Looks great! Might have to get with you on a price for one but just the single.


----------



## Grilled Sardine (Apr 22, 2008)

very nice!


----------



## Rocks&Reds (Mar 15, 2007)

Nice work shooter!!


----------



## Wilber (May 20, 2003)

Dang Shooter, That's a nice rig. Pretty work.


----------



## Shooter (Nov 14, 2004)

Thanks everyone and don't forget I am just the pretty face to this business, Eric (Catman) does all the work


----------



## hillbeach (Nov 7, 2006)

Shooter, the wife and I are looking for a 4 Kayak trailer. How about giving me a call or send me your number so we can talk. She saw one online that I will have to put together.
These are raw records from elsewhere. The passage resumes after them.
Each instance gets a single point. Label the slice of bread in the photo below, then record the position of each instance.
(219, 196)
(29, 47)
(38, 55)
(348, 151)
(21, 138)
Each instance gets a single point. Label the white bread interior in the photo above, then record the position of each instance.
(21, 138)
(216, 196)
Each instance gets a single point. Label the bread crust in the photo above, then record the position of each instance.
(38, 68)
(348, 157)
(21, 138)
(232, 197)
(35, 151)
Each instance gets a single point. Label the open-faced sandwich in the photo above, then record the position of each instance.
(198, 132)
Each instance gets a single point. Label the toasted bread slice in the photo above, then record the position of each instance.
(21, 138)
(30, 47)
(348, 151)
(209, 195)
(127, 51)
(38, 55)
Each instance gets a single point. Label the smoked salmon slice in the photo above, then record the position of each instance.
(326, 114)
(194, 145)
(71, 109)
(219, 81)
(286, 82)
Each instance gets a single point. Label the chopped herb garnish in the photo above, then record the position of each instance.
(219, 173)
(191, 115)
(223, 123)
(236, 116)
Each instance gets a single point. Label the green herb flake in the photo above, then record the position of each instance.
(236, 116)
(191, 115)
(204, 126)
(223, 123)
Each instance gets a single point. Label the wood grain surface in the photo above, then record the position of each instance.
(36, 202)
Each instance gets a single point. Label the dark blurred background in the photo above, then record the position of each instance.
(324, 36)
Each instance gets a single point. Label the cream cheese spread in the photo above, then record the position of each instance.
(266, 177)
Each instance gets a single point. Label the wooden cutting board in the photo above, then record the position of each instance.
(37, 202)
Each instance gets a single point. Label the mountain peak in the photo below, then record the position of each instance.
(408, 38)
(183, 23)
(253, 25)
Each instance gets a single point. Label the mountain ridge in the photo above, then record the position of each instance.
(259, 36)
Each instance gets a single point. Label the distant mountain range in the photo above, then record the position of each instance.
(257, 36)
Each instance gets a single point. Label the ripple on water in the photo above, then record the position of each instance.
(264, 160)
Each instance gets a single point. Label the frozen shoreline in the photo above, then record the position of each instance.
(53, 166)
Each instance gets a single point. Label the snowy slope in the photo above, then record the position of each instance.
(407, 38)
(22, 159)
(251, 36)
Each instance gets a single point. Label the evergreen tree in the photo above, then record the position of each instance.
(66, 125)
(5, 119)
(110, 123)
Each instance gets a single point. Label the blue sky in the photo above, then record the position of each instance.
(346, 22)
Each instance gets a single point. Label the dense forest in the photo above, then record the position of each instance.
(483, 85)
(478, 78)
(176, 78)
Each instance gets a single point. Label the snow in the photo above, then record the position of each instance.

Want to spend my money local if I can.

Pat Hill
291-2832


----------



## AL_N_VB (Apr 3, 2002)

Shooter said:


> Thanks everyone and don't forget I am just the pretty face to this business, Eric (Catman) does all the work


There is a slave labor, sweat shop law in the US.

I wouldn't take that mess E...I'd kick em in the good leg...so it'll match the bad one


----------



## RuddeDogg (Mar 20, 2004)

Nice


----------



## Ryan Y (Dec 1, 2005)

Erik needs to organize....Start negotiating for wages and benefits...Run shooter out of business...so he can ask for funds....


----------



## Shooter (Nov 14, 2004)

Now look here, Eric said he likes the way things are now,,, he will do the work and I have to deal with people,,, and besides how else would we be able to make that square tube fit in that round hole if it wasn't for this old man.

Ya'll better leave "MONGO" alone or I might have to unchain him and turn him loose on ya.


----------



## Newsjeff (Jul 22, 2004)

Shooter, does that mean you'll actually fish out of your kayak now? 

Hey, don't mess with PETA Eric.


----------



## dirtyhandslopez (Nov 17, 2006)

Nice. But howcome you didn't angle the top rack to allow for the "v" in the bottom of the yak? Surely the yaks going to get messed up?


----------



## Shooter (Nov 14, 2004)

He needed it quickly and said he would install the yak holder himself.


----------



## permit (May 10, 2003)

*in reply*

well first things first, the yaks rode just fine, no slippin and no slidin. second, and i really can not believe i have to comment on this one, the kayak that rides on the top, rides upside down..........
Shooter gave me just what i not only needed, but wanted and what i consider more than a fair price, he will get all of my business, and any i can stear his way


----------